We are operating in a tumultuous world with a lot of fog on the horizon. It’s never been more challenging to predict the future. But that’s exactly what we need to do as leaders of businesses, products, and functions: Be intentional about the future we are creating, make bets on how to win in our fields, and lead the way forward.
Your strategy is how you will realize your vision in the coming years and where you will allocate resource and focus attention to do so. A robust strategy provides radical clarity on what you won’t do so you can concentrate energy where you can win.
Good strategy is a robust hypothesis for how you will achieve your vision.
Strategy development is messy work. A strategy is a set of choices, and the hard part is often identifying valid alternatives for sustainable value. Culture norms, attachment to the current choice, and inertia can hinder teams’ ability to consider potential paths to their vision.
The company’s overall strategy drives the strategies for business units, product families, go to market, technology, customer experience and more. Each of these aspects of the business warrants long-range thinking, and each must align its long-range outcomes to company outcomes.
Research and data are important, but lived experience and judgment are equally important. Developing the strategy is simple but not easy because it involves making bets on the future and choices for where you will focus effort.
A good strategy provides radical clarity on what you won’t do so you can be most successful. To develop your explicit strategy, allow time for the team to identify, weigh, consider and compare paths and options.
Aligning on the strategy is a pre-requisite to executing on it, and a common syntax for strategy makes alignment possible. If your organization has 6 or 7 different frameworks for strategy, it actually has none. No one knows how to reconcile them or which one trumps the others at decision time.

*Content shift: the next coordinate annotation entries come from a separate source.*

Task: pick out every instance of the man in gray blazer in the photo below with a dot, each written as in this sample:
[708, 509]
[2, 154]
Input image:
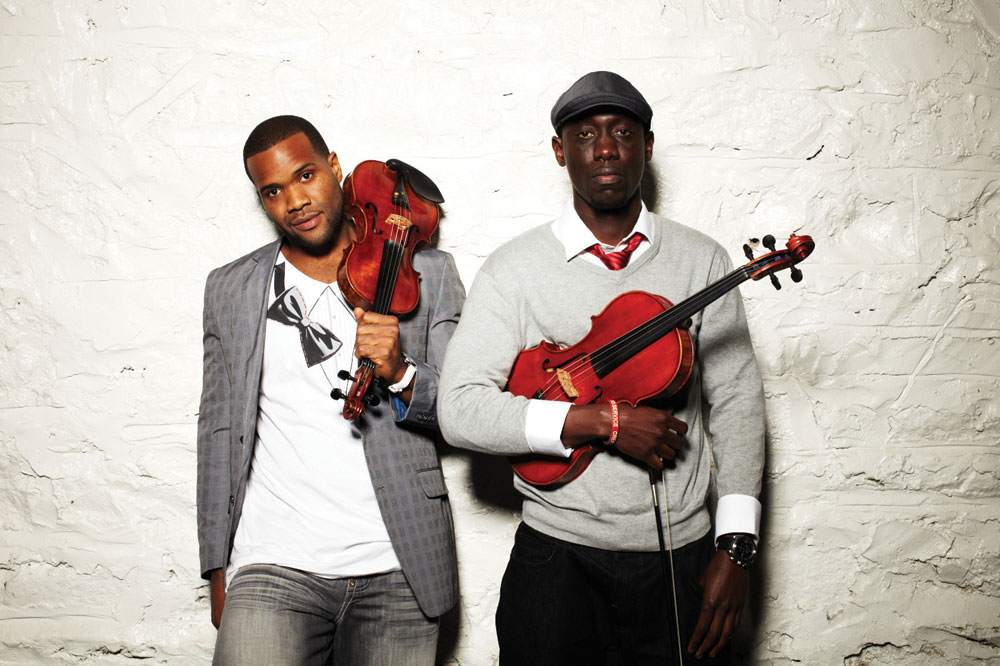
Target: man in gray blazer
[322, 537]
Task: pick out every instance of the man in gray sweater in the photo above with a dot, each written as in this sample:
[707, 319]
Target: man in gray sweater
[584, 579]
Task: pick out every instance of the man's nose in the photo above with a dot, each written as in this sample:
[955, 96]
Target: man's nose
[605, 147]
[298, 197]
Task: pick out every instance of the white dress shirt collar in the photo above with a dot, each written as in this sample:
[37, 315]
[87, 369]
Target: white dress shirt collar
[575, 237]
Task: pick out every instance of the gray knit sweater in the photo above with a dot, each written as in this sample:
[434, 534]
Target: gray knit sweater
[527, 292]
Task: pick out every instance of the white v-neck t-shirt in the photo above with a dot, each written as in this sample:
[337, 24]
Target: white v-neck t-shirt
[309, 503]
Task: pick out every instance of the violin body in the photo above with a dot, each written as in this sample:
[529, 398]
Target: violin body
[388, 232]
[548, 372]
[636, 350]
[394, 209]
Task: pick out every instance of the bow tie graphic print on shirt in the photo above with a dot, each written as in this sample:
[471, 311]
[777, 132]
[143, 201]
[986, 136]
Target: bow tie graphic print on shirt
[318, 342]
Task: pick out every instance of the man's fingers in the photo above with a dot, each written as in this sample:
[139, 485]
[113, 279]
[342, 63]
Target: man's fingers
[704, 620]
[712, 635]
[728, 627]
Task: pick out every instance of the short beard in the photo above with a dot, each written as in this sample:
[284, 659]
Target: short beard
[325, 245]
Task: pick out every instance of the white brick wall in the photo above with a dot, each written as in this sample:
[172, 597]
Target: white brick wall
[872, 126]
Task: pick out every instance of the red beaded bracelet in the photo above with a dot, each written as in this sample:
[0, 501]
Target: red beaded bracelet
[614, 424]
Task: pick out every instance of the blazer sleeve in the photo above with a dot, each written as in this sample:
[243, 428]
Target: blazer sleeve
[213, 443]
[445, 301]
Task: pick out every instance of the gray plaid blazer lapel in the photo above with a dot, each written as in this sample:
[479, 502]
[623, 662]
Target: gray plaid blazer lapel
[248, 324]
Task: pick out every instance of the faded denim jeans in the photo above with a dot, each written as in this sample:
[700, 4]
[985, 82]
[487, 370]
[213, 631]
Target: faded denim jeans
[276, 616]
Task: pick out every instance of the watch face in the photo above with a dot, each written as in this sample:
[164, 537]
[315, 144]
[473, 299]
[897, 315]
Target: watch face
[744, 549]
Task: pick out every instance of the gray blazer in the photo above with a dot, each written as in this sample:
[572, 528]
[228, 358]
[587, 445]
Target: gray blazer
[401, 453]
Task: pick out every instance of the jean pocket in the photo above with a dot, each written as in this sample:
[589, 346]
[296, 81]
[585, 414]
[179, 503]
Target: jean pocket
[531, 548]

A strategy has several canonical elements:
Each element is important to the definition, utility, and achievement of the strategy over time. By using a common structure for strategy across the organization, you can demystify what strategy really is as well as fortify strategy creation and coherence.
Aligning on the strategy is a pre-requisite to executing on it.
Your strategy doesn’t live in isolation. It may line up to a company strategy or business unit strategy, or it may require other teams to create those strategies in unison with yours.
Because strategy attempts to define a future state, it must be both codified and re-evaluated on a frequent basis as markets and facts evolve. That’s where OKRs come in.
OKRs activate the strategy and define which parts of it we will execute in each quarter. They are a mechanism for aligning time and effort to the strategy right now. One of the pitfalls in simply stating the 5-year strategy is no one knows where to put their efforts in the next 90 days — OKRs drive clarity and alignment on what is first and most important in the near term to achieve your strategy in the long term.
Because OKRs focus on aligning outcomes, they help you avoid one of the largest strategy execution gaps: No one knows the outcomes needed and the output never adds up to strategic outcomes. The yellow side of the table below shows a typical strategy-activity path where tasks gets done but product and distribution don't improve. OKRs help teams think through the outcomes that drive strategy, as you see in the blue side of the table.
OKRs help us iterate forward with speed and agility toward our strategy as the world changes. They put the strategy into motion now and help you test assumptions. Strategy is a future destination; OKRs are the GPS that help you get to your destination.
Map your OKRs to the strategy, and — where appropriate — your key results to a given outcome. As you reset OKRs for a quarter, bring your strategy into the conversation: Did the key results prove or disprove your assumptions? What new risks arose? Are the results adding up to the long range outcomes as expected?
When the long-range strategy drives current quarter objectives and results, and those OKRs in turn drive actions, organizations achieve their strategies. As simple as it sounds, most companies don't achieve their strategy because they don't intentionally drive the clear link between these elements — they leave it to chance.
More often than not, the strategy is not well understood below the senior leader level and has no impact on the week-to-week actions of the broader organization — this is a recipe for failure. (What did your last employee survey say about how well the strategy is understood?)
Strategy execution comes from a set of operating behaviors, rituals and actions that focus attention on the organization’s intention — its strategy. These collectively are the organization’s operating rhythm, and their purpose is to ensure its execution of the strategy.
A slow, sloppy operating rhythm is a recipe for slow, sloppy strategy execution.
A slow, sloppy operating rhythm will result in slow, sloppy strategy execution. If the strategy isn’t threaded through your OKRs, MBRs and weekly meetings, then you’re using a great deal of resources and wasting a great deal of time without executing on your strategy.
As we stand on the cusp of recession, no organization has time or resources to waste and most have important transformations and opportunities to execute on. Getting strategy and its execution right should be every organization's new year’s resolution.